Simple acoustic guitar accessories can prolong the life of your instrument and keep it sounding and looking great; read on…
Guitar Accessories Are Essential
I don’t know how many times one friend or another has complained about the action and tone of his acoustic guitar. One look and the problem is obvious: he refuses to spend $15 to buy a humidifier. Duh!? You would think he would get it, but for some reason, refuses.
You need to know how to find the best acoustic guitar accessories to ensure that your guitar gives you many years of enjoyment. Think about it: you are spending all this time and money learning how to practice and play acoustic guitar, it only makes sense to take care of it.
Spend a little to save a lot
Here is a simple 4 step plan you can use to treat your guitar right—you will be glad you did!
1. Invest in a hard shell case. This took me years to actually do because I was cheap. I was also rather stupid. It took some big cracks in the body to get my attention and a very persistent friend before I sprung the $75 to buy a case. My nice Washburn Special Edition acoustic guitar is well worth the small investment in a case!
True, a gig bag is helpful, but they also give a false sense of security. They protect the instrument from quite a bit of damage, but do very little when it comes to more dramatic things like dropped objects, somebody stepping on it, or packing in a car.
Where do you keep your guitar?
My daughter used to have a bad habit of leaving her Baby Taylor acoustic guitar lying around on the floor. Talk about inviting disaster! She has had it repaired a number of times for the damage of drying out in the winter as well, but that is a different topic!
2. Spend the money on a guitar humidifier. This is probably the most overlooked acoustic guitar accessory to keep your instrument in good condition, despite the fact they only cost about $15! You do have to periodically add water, but that takes about one minute.

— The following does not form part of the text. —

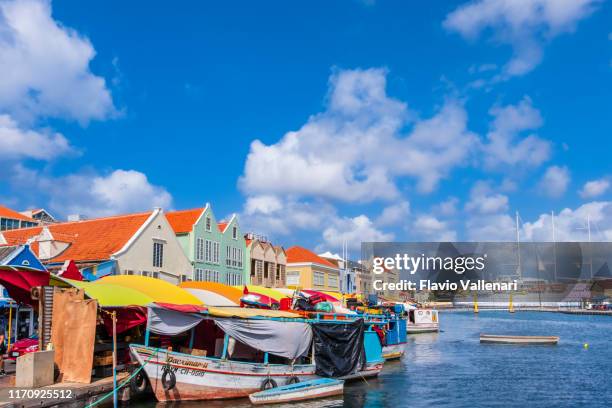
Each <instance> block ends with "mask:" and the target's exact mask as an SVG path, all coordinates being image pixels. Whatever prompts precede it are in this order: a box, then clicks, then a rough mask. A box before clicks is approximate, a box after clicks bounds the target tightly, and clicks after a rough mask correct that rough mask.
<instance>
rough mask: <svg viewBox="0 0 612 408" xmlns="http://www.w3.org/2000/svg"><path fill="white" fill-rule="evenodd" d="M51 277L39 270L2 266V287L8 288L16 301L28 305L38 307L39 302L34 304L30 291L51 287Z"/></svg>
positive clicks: (49, 275) (22, 266)
mask: <svg viewBox="0 0 612 408" xmlns="http://www.w3.org/2000/svg"><path fill="white" fill-rule="evenodd" d="M50 275H51V274H50V273H49V272H47V271H41V270H38V269H31V268H26V267H23V266H8V265H0V285H2V286H4V287H5V288H6V290H7V292H8V293H9V296H10V297H11V298H13V299H14V300H15V301H17V302H19V303H24V304H27V305H33V306H37V305H38V302H32V298H31V297H30V291H31V290H32V288H34V287H37V286H49V276H50Z"/></svg>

A lot of bad things can happen if you do not use a humidifier in your case. Your neck will bow and it will go out of tune. The frets up the neck will also be out of tune, giving a dissonant sound to your playing.
Rcommended: Oasis Guitar Humidifier
Worse yet, the sides will separate from the top and bottom, the back or top will crack, or the bridge will come right off the body. Your acoustic strings are stretched very tightly, which puts a lot of stress on the wood and glue that holds the thing together. When it dries out, you can be sure something bad will happen, sooner or later.
Recommended Guitar Brands
Tip Number 3
3. Pay attention to where you keep it: temperature changes are almost as bad as drying out. Never store your instrument near a heater or wood stove. I used to hang my guitar on a hook on the wall, but this just didn’t work out at all. The wood stove dried it out and the wall next to it was quite cold at night.
Do not lean your guitar up against the wall, as if it were balanced there. You can be sure that somebody will bump it and it will crash to the floor, while you look on in guilty horror! A guitar stand is one of the best good acoustic guitar accessories.
Whatever you do, do not leave it lying on the floor. Sooner or later, most likely sooner, it will get stepped on. It’s pretty hard to learn to play guitar if your instrument is in pieces!
4. Take a beater guitar to the beach or camping, not your good one. It might be tempting to take your favorite one along, but you will be much more comfortable using the old beater. It may not sound as good and might be harder to play, but that’s why it is a beater!
I used to have a nice Epiphone guitar that developed a huge crack down the back because I took it in and out during the winter-without a case. You can always get a beginner guitar for bumming around use.